Ukraine calls for Russia to be classified as a ‘sponsor of terrorism’

Kiev supports the conclusion of an international commission that Russia should be designated a “sponsor of terrorism”, calling for an expansion of the wave of sanctions against Moscow.

On September 29, Ukraine’s chief of staff to the President of Ukraine Andriy Yermak praised the existing sanctions, but said that they did not bring decisive effects. “Money is like water, always finding a way to flow. The West needs to drastically increase sanctions,” he said, calling for Russia to be classified as a “sponsor of terrorism.”

Earlier, an international committee on sanctions made up of lawyers, diplomats and economists reported that Russia should be considered a “state sponsor of terrorism”, according to the legal definition. in US and Canadian law. Among the committee members was Michael McFaul, a former US ambassador to Russia.

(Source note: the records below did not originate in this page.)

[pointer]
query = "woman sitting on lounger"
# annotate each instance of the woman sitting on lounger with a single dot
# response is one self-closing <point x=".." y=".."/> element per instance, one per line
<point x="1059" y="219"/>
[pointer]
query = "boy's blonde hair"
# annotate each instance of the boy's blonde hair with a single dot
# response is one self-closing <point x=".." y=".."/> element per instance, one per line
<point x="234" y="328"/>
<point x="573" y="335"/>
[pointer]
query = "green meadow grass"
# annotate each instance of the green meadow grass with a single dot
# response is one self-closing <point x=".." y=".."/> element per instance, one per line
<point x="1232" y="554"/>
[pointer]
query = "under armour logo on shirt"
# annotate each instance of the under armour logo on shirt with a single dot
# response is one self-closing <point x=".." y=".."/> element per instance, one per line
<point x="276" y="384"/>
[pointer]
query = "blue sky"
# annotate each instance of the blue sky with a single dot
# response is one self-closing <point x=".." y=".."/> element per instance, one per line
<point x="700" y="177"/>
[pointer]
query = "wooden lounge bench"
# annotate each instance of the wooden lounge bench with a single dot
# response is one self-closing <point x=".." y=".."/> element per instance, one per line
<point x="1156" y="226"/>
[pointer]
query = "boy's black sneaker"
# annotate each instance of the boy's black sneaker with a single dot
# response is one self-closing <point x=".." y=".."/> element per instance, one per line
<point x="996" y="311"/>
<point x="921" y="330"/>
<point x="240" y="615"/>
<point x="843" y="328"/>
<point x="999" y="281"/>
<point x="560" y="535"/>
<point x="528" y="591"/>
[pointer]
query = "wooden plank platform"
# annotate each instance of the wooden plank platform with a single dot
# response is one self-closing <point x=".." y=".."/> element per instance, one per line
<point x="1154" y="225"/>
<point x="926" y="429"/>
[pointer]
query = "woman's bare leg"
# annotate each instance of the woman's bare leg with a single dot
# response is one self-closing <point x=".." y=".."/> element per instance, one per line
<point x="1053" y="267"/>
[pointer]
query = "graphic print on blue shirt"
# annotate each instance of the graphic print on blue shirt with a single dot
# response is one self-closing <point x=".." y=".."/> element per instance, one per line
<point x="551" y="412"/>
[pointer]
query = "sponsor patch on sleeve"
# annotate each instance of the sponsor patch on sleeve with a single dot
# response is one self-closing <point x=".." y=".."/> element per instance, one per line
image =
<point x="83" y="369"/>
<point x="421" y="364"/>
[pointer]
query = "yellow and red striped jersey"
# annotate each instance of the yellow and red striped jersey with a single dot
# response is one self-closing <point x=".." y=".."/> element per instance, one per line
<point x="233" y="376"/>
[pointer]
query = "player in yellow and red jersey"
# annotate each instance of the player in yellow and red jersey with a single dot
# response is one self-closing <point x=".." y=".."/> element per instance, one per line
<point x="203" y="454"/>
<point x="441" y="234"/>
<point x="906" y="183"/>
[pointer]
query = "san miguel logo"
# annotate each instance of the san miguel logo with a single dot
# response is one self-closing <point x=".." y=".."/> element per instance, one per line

“The nature of terrorism can be summed up as premeditated politically motivated violence against non-combatant targets,” the report reads.

According to the report, the horrific events in Ukraine “were not the spontaneous acts of rogue elements in the Russian armed forces, but were designed and carried out with the specific purpose of terrorizing the Ukrainian people.” “.

However, committee members conceded that labeling Russia a “sponsor of terrorism” could be counterproductive, risking the destruction of a grain export agreement with Ukraine through the Black Sea.

Russia has not yet commented on the information.





Andriy Yermak, chief of staff to the President of Ukraine, speaks during a national session in Kiev on September 13.  Photo: AFP.

Andriy Yermak, chief of staff to the President of Ukraine, speaks during a national session in Kiev on September 13. Image: AFP.

The US considers North Korea, Syria, Iran and Cuba to be “state sponsors of terrorism”. If the US puts Russia on this list, it could impose secondary sanctions on any organization or individual that supports or deals with Russian government agencies, including state banks. . US citizens and workers can also sue Russia for financial damages or claim material compensation for casualties “caused by acts of terrorism”. Russian citizens entering the US also face higher restrictions.

Kiev and the West have repeatedly accused Russia of war crimes in Ukraine, and pushed for investigative efforts. However, Moscow has repeatedly denied that it committed war crimes or targeted civilians in Ukraine, calling it a “demilitarization, de-fascistization” operation.

On September 5, President Biden answered “no” when asked by a reporter if he supported a proposal to pass a bill that would designate Russia as a “sponsor of terrorism”. This is not the most effective and powerful way to hold Russia accountable, the White House explained.

Kremlin Dmitry Peskov then expressed his appreciation for Mr. Biden. In August, Alexander Darchiyev, head of the North American Department of the Russian Foreign Ministry, warned that if the US passed the bill, it would cross the line of no return, even leading to the severing of relations.